Metadata-Version: 2.4
Name: datacontext
Version: 0.1.1
Summary: Runtime attribution for data access in Python.
Project-URL: Homepage, https://github.com/data-context-hq/datacontext
Project-URL: Repository, https://github.com/data-context-hq/datacontext
Project-URL: Issues, https://github.com/data-context-hq/datacontext/issues
Project-URL: Changelog, https://github.com/data-context-hq/datacontext/blob/main/CHANGELOG.md
Project-URL: Roadmap, https://github.com/data-context-hq/datacontext/blob/main/ROADMAP.md
Project-URL: Security, https://github.com/data-context-hq/datacontext/security
Author: DataContext contributors
License: Apache-2.0
License-File: LICENSE
Keywords: attribution,database,observability,opentelemetry,tracing
Classifier: Intended Audience :: Developers
Classifier: License :: OSI Approved :: Apache Software License
Classifier: Programming Language :: Python :: 3
Classifier: Programming Language :: Python :: 3 :: Only
Classifier: Programming Language :: Python :: 3.9
Classifier: Programming Language :: Python :: 3.10
Classifier: Programming Language :: Python :: 3.11
Classifier: Programming Language :: Python :: 3.12
Classifier: Programming Language :: Python :: 3.13
Classifier: Typing :: Typed
Requires-Python: >=3.9
Provides-Extra: bigquery
Requires-Dist: google-cloud-bigquery>=3.0; extra == 'bigquery'
Provides-Extra: dagster
Requires-Dist: dagster>=1.8; extra == 'dagster'
Provides-Extra: dbt
Requires-Dist: dbt-core>=1.7; extra == 'dbt'
Provides-Extra: otel
Requires-Dist: opentelemetry-api>=1.20; extra == 'otel'
Provides-Extra: postgres
Requires-Dist: psycopg[binary]>=3; extra == 'postgres'
Provides-Extra: snowflake
Requires-Dist: snowflake-connector-python>=3; extra == 'snowflake'
Provides-Extra: sqlalchemy
Requires-Dist: sqlalchemy>=1.4; extra == 'sqlalchemy'
Description-Content-Type: text/markdown

[![Tests](https://github.com/data-context-hq/datacontext/actions/workflows/tests.yml/badge.svg)](https://github.com/data-context-hq/datacontext/actions/workflows/tests.yml)
[![PyPI](https://img.shields.io/pypi/v/datacontext?cacheSeconds=3600)](https://pypi.org/project/datacontext/)
[![Python](https://img.shields.io/pypi/pyversions/datacontext?cacheSeconds=3600)](https://pypi.org/project/datacontext/)
[![License](https://img.shields.io/pypi/l/datacontext?cacheSeconds=3600)](https://github.com/data-context-hq/datacontext/blob/main/LICENSE)
[![Discussions](https://img.shields.io/badge/GitHub-Discussions-2ea44f)](https://github.com/data-context-hq/datacontext/discussions)
[![Roadmap](https://img.shields.io/badge/Roadmap-DataContext-blue)](https://github.com/data-context-hq/datacontext/blob/main/ROADMAP.md)
# DataContext
#### Runtime attribution for data access in Python

[Why](#why-datacontext) | [How It Works](#how-it-works) | [Quick Start](#quick-start) | [Event Shape](#event-shape) | [Production Behavior](#production-behavior) | [Roadmap](https://github.com/data-context-hq/datacontext/blob/main/ROADMAP.md)
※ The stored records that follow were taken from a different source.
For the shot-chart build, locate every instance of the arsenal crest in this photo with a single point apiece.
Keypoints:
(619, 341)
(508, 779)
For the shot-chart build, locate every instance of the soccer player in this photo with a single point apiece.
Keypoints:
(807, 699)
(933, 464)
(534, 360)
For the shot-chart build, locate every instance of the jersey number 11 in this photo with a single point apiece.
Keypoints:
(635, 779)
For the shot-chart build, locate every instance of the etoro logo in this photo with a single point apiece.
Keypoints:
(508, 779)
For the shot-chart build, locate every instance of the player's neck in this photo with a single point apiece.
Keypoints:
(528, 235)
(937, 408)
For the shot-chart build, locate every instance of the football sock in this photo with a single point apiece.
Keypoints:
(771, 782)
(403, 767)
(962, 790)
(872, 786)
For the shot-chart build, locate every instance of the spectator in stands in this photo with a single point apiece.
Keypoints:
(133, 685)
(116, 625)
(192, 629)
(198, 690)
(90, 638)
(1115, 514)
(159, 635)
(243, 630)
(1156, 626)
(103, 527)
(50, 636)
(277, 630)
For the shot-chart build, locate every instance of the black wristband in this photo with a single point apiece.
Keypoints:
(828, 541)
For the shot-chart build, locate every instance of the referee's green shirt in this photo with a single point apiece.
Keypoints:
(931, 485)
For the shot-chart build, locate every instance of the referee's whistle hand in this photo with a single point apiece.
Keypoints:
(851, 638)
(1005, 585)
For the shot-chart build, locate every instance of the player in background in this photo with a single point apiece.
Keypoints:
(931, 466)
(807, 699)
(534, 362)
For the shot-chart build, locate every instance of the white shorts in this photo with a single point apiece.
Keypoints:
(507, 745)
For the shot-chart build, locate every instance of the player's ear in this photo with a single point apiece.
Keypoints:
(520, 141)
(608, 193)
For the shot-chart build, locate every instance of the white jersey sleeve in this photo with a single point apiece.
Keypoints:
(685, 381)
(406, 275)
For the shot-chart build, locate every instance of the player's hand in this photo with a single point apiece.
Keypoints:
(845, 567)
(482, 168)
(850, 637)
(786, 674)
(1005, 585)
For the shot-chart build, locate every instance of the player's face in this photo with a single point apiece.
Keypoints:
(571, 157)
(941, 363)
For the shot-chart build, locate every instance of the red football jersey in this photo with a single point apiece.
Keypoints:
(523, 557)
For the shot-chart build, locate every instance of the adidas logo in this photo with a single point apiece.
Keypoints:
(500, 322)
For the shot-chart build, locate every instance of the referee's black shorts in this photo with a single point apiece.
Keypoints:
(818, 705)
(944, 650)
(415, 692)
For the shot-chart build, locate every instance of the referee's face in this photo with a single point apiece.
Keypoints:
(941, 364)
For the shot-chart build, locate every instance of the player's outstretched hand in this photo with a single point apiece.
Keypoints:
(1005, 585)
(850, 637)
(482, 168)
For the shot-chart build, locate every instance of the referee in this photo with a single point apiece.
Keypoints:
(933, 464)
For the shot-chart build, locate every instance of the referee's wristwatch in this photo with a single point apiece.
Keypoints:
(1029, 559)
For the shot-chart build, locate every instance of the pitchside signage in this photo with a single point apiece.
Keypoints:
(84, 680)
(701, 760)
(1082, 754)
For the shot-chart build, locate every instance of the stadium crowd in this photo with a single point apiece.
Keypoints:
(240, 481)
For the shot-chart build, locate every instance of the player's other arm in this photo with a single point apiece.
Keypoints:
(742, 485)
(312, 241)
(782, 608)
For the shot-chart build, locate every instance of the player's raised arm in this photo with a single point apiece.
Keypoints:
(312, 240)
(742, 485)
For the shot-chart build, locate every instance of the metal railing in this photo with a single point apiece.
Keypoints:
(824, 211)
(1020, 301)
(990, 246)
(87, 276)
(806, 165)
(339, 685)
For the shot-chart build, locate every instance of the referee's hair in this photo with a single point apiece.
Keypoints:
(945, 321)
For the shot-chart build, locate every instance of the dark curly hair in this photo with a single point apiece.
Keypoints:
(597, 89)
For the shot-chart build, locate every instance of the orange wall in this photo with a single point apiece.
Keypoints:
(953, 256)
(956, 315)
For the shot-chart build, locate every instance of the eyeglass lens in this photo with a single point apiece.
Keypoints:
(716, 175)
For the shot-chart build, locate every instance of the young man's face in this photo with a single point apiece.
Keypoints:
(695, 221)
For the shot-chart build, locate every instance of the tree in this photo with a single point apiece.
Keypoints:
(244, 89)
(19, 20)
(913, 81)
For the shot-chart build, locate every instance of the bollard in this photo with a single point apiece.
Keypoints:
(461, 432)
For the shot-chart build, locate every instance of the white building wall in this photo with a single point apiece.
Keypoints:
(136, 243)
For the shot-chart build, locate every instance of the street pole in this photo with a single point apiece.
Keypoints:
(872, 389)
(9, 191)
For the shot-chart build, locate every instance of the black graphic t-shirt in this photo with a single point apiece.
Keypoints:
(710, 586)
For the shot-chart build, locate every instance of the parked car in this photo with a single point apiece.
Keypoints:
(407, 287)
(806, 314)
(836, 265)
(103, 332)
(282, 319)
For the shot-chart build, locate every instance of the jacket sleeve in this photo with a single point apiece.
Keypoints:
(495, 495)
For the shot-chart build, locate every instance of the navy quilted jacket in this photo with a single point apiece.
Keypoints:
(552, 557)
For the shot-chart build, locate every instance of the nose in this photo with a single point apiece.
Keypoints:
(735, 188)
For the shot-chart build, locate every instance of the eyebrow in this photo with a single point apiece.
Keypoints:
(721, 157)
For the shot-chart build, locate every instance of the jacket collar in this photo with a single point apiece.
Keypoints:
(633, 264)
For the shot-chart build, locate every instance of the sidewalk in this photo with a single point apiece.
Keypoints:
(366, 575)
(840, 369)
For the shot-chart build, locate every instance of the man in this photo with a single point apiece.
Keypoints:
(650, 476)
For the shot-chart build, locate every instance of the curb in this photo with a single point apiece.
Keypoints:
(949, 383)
DataContext helps developers answer a simple question:
    
> Which code path, request, job, or agent caused this query?

DataContext gives developers and platform teams more context for understanding data access patterns and improving how production services use databases and data platforms.

DataContext is early and intentionally small. The core event model is designed to stay stable, while integrations and APIs will evolve with real-world usage.

## Install

```bash
pip install datacontext
```

Optional OpenTelemetry support:

```bash
pip install "datacontext[otel]"
```

Optional SQLAlchemy support:

```bash
pip install "datacontext[sqlalchemy]"
```

Optional PostgreSQL support:

```bash
pip install "datacontext[postgres]"
```

Optional BigQuery support:

```bash
pip install "datacontext[bigquery]"
```

Optional Dagster support:

```bash
pip install "datacontext[dagster]"
```

Optional Snowflake support:

```bash
pip install "datacontext[snowflake]"
```

Optional dbt support:

```bash
pip install "datacontext[dbt]"
```

## Quick Start

Configure DataContext at an explicit data-access boundary:

```python
import datacontext

datacontext.configure(
    service_name="checkout-api",
    environment="production",
    instruments=[
        datacontext.instrument_function(
            target="app.db.execute",
            query_arg="query",
            db_system="postgres",
            client="internal-db-wrapper",
        )
    ],
)
```

After configuration, calls to `app.db.execute(...)` emit one completed query event when the function returns or raises.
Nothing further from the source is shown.